Find out whether an annuity might be appropriate for you. Investing in a lifetime income annuity could help you avoid the risk of outliving your retirement savings by providing a path to income for as long as you live. For this reason, it can also offer protection against market risk (see Risk #2). Because annuities come with certain costs and risks, be sure to talk to your advisor about all the pros and cons before making a decision.
2. CHANGES IN MARKETS
Even though markets have historically gained over time, they do move up and down. If there’s a significant market drop shortly before or early in your retirement—just as you’re starting to tap into your assets—the value of your investments could shrink to an extent that brings long-term consequences. Even if the market subsequently improves, “if the first four or five years of your retirement are bad, it can be difficult to recover,” Vrdoljak says.
What You Can Do:
Take a second look at the way you invest. As you near retirement, shifting to a more conservative investment approach may help protect against market downturns. At the same time, it’s important to maintain some exposure to stocks—a portfolio consisting only of cash, CDs and bonds may lose ground to inflation over time (see Risk #3). To find a suitable balance, Vrdoljak notes, “a moderately conservative asset allocation may help reduce your risk of outliving your money.”
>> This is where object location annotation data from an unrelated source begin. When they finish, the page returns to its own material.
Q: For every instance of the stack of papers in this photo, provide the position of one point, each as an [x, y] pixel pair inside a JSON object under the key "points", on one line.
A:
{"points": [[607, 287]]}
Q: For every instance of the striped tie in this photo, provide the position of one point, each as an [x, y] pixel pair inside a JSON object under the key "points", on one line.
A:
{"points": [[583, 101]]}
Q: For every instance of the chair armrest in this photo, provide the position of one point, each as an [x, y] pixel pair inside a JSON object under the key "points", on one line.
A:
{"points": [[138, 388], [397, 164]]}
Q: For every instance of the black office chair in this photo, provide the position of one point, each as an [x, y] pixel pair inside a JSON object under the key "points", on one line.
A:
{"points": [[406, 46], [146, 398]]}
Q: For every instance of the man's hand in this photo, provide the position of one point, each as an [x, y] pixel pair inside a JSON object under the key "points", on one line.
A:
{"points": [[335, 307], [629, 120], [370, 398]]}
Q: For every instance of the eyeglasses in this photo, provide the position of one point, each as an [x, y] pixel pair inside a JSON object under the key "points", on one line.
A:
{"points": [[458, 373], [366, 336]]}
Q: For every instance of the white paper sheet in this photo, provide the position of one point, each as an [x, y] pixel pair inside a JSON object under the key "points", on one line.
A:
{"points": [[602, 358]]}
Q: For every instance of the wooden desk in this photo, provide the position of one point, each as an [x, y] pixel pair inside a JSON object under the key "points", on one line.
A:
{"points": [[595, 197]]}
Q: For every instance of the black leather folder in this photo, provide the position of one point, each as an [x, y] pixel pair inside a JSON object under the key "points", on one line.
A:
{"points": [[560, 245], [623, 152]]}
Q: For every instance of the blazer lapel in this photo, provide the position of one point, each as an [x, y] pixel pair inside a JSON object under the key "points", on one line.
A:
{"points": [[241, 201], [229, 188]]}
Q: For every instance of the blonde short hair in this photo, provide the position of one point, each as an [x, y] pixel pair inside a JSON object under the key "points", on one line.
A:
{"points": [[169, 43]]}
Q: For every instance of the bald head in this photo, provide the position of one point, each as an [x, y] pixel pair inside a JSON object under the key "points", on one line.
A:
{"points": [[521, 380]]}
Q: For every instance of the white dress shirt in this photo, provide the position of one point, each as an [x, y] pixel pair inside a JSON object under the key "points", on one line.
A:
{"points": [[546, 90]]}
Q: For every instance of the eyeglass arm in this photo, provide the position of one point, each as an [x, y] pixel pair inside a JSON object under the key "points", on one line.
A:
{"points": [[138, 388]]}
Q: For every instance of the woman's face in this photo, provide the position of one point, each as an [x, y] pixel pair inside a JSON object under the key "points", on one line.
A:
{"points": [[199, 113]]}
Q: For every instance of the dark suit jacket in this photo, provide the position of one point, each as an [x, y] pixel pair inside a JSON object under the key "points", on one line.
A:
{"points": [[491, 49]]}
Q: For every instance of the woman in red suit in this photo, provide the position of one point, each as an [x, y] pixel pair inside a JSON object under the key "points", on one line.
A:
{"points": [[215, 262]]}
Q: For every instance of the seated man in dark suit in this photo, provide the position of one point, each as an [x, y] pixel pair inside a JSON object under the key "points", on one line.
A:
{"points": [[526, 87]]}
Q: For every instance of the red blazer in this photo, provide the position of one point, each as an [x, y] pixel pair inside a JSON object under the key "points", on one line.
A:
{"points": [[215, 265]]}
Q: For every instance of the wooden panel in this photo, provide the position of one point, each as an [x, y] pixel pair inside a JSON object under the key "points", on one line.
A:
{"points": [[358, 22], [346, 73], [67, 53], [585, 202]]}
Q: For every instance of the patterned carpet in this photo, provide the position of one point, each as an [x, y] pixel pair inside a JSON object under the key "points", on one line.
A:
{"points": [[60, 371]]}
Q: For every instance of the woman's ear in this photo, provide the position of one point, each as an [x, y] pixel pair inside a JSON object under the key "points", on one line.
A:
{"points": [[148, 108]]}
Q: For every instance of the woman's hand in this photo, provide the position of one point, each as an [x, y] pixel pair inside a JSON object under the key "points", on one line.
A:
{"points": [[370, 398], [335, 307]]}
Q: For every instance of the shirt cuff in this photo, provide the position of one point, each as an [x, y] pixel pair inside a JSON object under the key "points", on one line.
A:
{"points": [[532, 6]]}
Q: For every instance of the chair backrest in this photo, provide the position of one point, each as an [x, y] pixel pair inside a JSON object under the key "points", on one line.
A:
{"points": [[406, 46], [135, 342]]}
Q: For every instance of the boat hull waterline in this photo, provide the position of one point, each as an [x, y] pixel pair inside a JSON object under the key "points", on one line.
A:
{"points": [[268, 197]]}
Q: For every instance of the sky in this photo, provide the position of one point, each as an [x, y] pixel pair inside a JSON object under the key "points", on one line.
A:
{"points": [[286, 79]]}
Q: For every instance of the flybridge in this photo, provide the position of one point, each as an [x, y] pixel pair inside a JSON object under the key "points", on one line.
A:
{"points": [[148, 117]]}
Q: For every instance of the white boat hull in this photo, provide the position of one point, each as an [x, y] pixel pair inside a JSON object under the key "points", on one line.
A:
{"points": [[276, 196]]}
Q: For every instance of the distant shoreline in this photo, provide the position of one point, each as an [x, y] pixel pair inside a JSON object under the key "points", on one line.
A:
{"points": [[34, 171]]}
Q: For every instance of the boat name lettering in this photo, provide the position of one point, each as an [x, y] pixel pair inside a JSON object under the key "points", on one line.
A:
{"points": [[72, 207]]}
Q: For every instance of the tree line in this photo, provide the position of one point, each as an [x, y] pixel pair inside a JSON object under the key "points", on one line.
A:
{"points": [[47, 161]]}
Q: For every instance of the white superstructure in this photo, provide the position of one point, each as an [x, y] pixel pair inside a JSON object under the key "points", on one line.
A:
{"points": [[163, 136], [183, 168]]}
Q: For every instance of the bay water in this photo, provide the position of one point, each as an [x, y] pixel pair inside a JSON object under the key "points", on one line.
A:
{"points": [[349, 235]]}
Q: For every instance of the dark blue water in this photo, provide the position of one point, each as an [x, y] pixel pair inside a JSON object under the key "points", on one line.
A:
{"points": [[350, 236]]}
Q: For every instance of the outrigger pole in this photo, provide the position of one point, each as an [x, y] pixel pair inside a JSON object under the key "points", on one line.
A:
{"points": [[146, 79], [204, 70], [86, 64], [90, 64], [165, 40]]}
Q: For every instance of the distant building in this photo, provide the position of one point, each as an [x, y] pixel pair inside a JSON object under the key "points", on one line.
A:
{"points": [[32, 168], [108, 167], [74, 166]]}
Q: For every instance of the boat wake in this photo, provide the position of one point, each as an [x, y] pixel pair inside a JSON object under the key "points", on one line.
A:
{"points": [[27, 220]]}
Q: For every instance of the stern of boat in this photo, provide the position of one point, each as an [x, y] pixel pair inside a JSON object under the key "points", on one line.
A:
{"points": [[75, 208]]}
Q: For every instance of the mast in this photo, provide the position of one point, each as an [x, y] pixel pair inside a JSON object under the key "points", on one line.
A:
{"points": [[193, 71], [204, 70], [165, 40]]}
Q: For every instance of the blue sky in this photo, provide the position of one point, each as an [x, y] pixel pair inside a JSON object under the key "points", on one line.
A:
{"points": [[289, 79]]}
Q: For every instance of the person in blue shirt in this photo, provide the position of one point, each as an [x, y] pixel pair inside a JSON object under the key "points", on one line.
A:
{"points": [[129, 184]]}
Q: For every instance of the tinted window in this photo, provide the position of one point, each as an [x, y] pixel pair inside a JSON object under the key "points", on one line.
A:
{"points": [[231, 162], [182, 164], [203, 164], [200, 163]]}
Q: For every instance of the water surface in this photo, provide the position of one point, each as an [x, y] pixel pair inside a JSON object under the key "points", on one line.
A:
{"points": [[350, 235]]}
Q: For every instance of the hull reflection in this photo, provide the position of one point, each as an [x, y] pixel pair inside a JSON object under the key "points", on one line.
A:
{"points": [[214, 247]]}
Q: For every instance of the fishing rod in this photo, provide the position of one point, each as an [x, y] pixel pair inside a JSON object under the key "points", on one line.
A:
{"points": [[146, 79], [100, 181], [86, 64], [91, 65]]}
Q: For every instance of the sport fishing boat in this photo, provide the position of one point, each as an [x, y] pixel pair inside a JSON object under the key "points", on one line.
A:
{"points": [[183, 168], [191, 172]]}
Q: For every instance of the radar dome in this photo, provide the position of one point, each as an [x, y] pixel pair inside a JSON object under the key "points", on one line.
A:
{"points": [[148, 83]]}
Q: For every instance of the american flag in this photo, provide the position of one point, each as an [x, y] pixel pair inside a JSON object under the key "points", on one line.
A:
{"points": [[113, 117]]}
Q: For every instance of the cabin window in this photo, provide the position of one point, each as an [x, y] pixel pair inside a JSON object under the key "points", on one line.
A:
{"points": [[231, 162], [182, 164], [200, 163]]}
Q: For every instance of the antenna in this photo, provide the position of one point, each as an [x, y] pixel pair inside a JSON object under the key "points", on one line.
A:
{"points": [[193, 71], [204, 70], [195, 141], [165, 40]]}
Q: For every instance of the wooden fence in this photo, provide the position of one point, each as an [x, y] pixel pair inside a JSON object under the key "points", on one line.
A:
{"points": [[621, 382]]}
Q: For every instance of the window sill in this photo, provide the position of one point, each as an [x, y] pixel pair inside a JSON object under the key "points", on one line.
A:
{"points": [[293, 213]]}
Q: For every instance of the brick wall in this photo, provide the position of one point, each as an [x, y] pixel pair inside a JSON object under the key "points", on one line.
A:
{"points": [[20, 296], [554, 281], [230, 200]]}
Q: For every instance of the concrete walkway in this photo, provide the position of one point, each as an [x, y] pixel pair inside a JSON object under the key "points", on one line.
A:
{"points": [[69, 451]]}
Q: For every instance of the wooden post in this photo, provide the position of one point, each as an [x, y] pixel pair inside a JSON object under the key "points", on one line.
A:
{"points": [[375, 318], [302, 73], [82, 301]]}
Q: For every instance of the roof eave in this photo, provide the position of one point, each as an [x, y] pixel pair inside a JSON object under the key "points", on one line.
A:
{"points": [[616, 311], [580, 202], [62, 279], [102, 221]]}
Draw down your assets thoughtfully. Speak with your advisor about developing a withdrawal program that takes into account personal factors such as your age, risk tolerance and liquidity needs. The percentage of assets you can safely draw down each year—the way you build your retirement paycheck—might change as you age.
3. INFLATION
Although quite low in recent years, inflation—even a modest percentage—reduces your spending power over time. People in retirement are especially vulnerable. Over a 10-year period, a relatively low inflation rate of 2% can bring the value of every $100,000 saved down to $82,035, according to estimates made using the Bankrate.com inflation calculator. And over a 25-year period—probably a reasonable expectation for the length of your retirement—that number falls to $60,953.